CEO Kerri Tietgen and Rebecca Wimmer participate in a discussion about childcare affordability at the Sioux Falls Downtown Rotary Club.
Slater Dixon
/
SDPB
Sioux Falls School District Superintendent Dr. Jane Stavem, left, leads a discussion about childcare availability and affordability with Kerri Tietgen, center, and Rebecca Wimmer at the Sioux Falls Downtown Rotary Club.

Sioux Falls childcare providers are urging businesses and community members to help alleviate problems with childcare availability and affordability.

Rebecca Wimmer coordinates afterschool programs for the School Falls School District. In a panel discussion Monday, she told the Rotary Club of Downtown Sioux Falls that childcare providers are struggling to combat longstanding issues in the industry.

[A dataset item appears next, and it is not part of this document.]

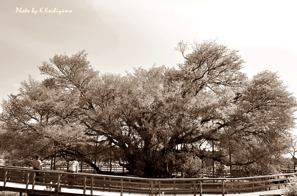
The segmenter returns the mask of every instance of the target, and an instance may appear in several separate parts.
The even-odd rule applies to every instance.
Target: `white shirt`
[[[74,160],[69,163],[69,168],[68,170],[76,171],[78,170],[78,162]]]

“Childcare is not going to be able to fix it on our own,” Wimmer said. “We’re out of solutions at this point, and so we really need the voice of everyone to come together and say 'What is it going to take to raise strong families?'”

Wimmer was joined by Kerri Tietgen, CEO of EmBe, a Sioux Falls nonprofit that provides childcare and after-school programs. She said workforce issues are driving the childcare shortage. State law requires providers to maintain a specific child-caretaker ratio, leading to high labor costs for childcare providers.

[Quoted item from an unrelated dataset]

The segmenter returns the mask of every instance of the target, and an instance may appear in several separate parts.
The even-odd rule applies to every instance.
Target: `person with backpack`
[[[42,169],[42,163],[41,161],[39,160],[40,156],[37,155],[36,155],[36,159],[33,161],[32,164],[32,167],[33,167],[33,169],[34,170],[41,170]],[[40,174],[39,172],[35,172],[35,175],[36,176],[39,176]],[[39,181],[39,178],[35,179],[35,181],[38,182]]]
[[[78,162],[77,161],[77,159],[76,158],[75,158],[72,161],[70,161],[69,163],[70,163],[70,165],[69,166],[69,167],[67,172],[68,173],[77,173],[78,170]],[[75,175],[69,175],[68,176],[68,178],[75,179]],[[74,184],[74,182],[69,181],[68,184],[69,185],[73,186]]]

“The workforce is tight, and then you find someone that has that skillset, and then you find someone who has the ability to work for what we’re able to pay — that is a really small niche,” Tietgen said.

To compete with other service jobs, providers would have to raise the hourly wage they offer workers. That would likely mean increased tuition costs for parents, many of whom already struggle to afford daycare and afterschool programs.

Sioux Falls parents, Tietgen says, pay around $11,000 a year for infant care, which already provides slim profit margins for providers.

“It doesn’t make sense for someone to be able to provide infant care. There’s no way that you can do that and make money on it, or barely cover costs,” she said.

A report released by EmBe found that to raise wages to $18 an hour across the state, individual families would have to pay an average of $5,859 extra each year. Currently, childcare workers make an average of $10.39 an hour.

Wimmer said there is a substantial gap between low-income families who qualify for federal daycare subsidies and affluent families who can afford high tuition rates. A couple with two children under 5, she said, “won’t qualify for childcare assistance in most circumstances, but [will] pay a combined $17,000 in costs.”

Tietgen called on businesses to include childcare support in employee benefits.

“We’re at a point where parents need, and are requiring you as employers, to make childcare affordable,” she said.

Seventy-six percent of South Dakota children under the age of 6 in South Dakota live in a household where all adults participate in the workforce.